Well, at least the worst is behind us, right?
Even as the virus continued to torment city businesses and citizens with never ending regulations and protocols, the theme for 2021 was the tremendous bounce back we saw in transaction volume across our market. Whereas the city dropped off by 28% of its sale’s volume from 2019 to 2020, the year of 2021 saw a steely 51% gain in sales volume versus 2020. Even comparing the sales volume from 2021 against 2019 is impressive with the most recent year gaining nearly 14.8% total sales volume against a strong market in 2019.
To be sure, 2021 was indeed a record setter for the luxury market in the city with an amazing $2.103B in transaction volume for deals above $2M. The pricing per square foot dropped slightly in 2021 ($1,635/SF) from 2020 ($1,676/SF) but the number of transactions that were inked grew from 347 in 2020 to 529 in 2021! For context, there were 481 deals in 2019.
As has been the trend for a number of years now, the upper reaches of the luxury market continue to be defined by the new offerings in the full service category. These are the elevator and concierge style mid to high rise buildings that are interspersed around our otherwise “short,” brownstone-driven city. Notably, the only new building to come online fully in 2021 was the Sudbury, located in the Midtown market. It delivered its first 10 (of 55) units to the market in 2021 with an average selling price of $2,153/SF. Phase two of the Echelon property in the Seaport also entered the market in force in 2021 with 32 closings for more than $2M.
One Dalton delivered more new homes in 2021 (as well as some resales) contributing $106,727,418 volume to the market (5% of the market total). The pricing in this building alone continues to lift the overall average across the market by $47/SF. On the whole, this is the most expensive building in Boston.
As we work through 2022, two new buildings are garnering most of the attention and headlines for luxury and sophistication. First, the St. Regis Residences will offer 114 units to the Seaport market (likely to deliver in 2023). Second, the Raffles Hotel and Residences development in Back Bay (Prudential) will deliver 146 units to the luxury market in late 2022 or early 2023. Sales in both of these buildings appear to be strong as we write in early 2022. At this point, one can expect the new, high-rise buildings around the city to command pricing of at least $2,500/ SF with the top units approaching and exceeding $4,000/SF.
In 2018 when we wrote this report we were tracking the total number of deals over $2,000/SF in the market as well as the deals over $3,000/SF and $4,000/SF. As of 2021, there are 98 deals over $2,000/SF and that threshold no longer seems like a barrier to the ultra luxury homes in the city. See the graph below to understand how the luxury market has grown.
Even the brownstone category has gotten in on the $3,000+ per square foot category. In 2021, 29 Commonwealth Ave unveiled 9 new units to the market. Bostonians will recognize this address as the tallest of the row houses in Back Bay. It sits on the corner of Comm and Berkeley Street towering over its surrounding peers. Five of the nine units closed in 2021 with average pricing of $3,320/SF!
Of the six broader markets that we track, Beacon Hill, Back Bay and the Waterfront had lower average prices per foot in 2021 than they did in 2020. Meanwhile, South End, Seaport and Midtown were all up in pricing in 2021. As was the trend across the entire market, the volume and transaction count in Seaport were both up significantly this year (70% increase in volume; 40% increase in number of transactions) as more and more inventory enters that market.
We’re expecting big things from the market in 2022. For starters, our underlying assumption is that the Black Swan Coronavirus will finally sing its swan song and make a meaningful exit from the headlines this year. As such, we expect city real estate to prosper. There’s very little getting around our major impediment in this market: a lack of inventory. Regulation around development here, not to mention sky-high construction pricing, continues to place strict limitations on the number of new units that can serve our growing population (approx. 675,000 in the 2020 census – up 9.4% from 2010!).

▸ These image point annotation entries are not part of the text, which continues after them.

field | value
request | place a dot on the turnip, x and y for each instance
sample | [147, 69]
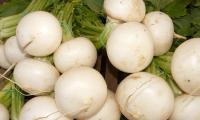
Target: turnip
[4, 114]
[75, 52]
[144, 96]
[130, 47]
[109, 111]
[13, 51]
[80, 92]
[39, 33]
[41, 108]
[186, 108]
[125, 10]
[4, 63]
[185, 66]
[34, 76]
[162, 29]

Without vast increases in the number of units that can serve a growing population (manifesting itself as robust housing demand), there’s simply one directionthat the pricing can go. On top of the supply shortage, the headlines continue to extoll the most significant inflation in the nation in 40 years. In early 2022, the rumors from the Fed are that their rates will definitely rise throughout this year. With increasing interest rates we might expect to see pricing in the market dip. However, that pesky demand side, particularly in the high end of the market, is likely to be unwavering in the face of rising rates… at least for this year!

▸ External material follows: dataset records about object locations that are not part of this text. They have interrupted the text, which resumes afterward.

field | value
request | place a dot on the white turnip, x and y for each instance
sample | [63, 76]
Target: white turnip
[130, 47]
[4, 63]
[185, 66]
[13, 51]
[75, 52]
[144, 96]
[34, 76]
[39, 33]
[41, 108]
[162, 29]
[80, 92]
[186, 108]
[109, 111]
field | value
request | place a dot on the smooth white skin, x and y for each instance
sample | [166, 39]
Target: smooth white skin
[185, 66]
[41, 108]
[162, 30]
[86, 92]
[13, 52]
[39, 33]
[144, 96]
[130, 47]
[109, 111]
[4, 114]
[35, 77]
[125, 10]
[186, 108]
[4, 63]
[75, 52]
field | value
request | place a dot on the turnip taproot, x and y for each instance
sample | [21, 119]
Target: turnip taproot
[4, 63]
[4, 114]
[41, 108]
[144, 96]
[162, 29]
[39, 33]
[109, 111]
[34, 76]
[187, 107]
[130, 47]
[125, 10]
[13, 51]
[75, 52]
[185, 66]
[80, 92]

Our spring sales market, defined as March through June, almost always sets the tone for the year. Larger corporations, which have largely embraced Work from Home for two years, are likely to bring workers back (or at least announce returns) in time for the spring market. Such movement from these companies should have cascading effects with both young professionals and empty nesters as they look to solidify their housing situation in the city believing that the virus is behind us for good. With the consumer (buyer) interest that we witnessed across our listings in the fall of 2021, we are expecting nothing short of one of the strongest spring housing markets we’ve seen in the Boston luxury markets in 2022.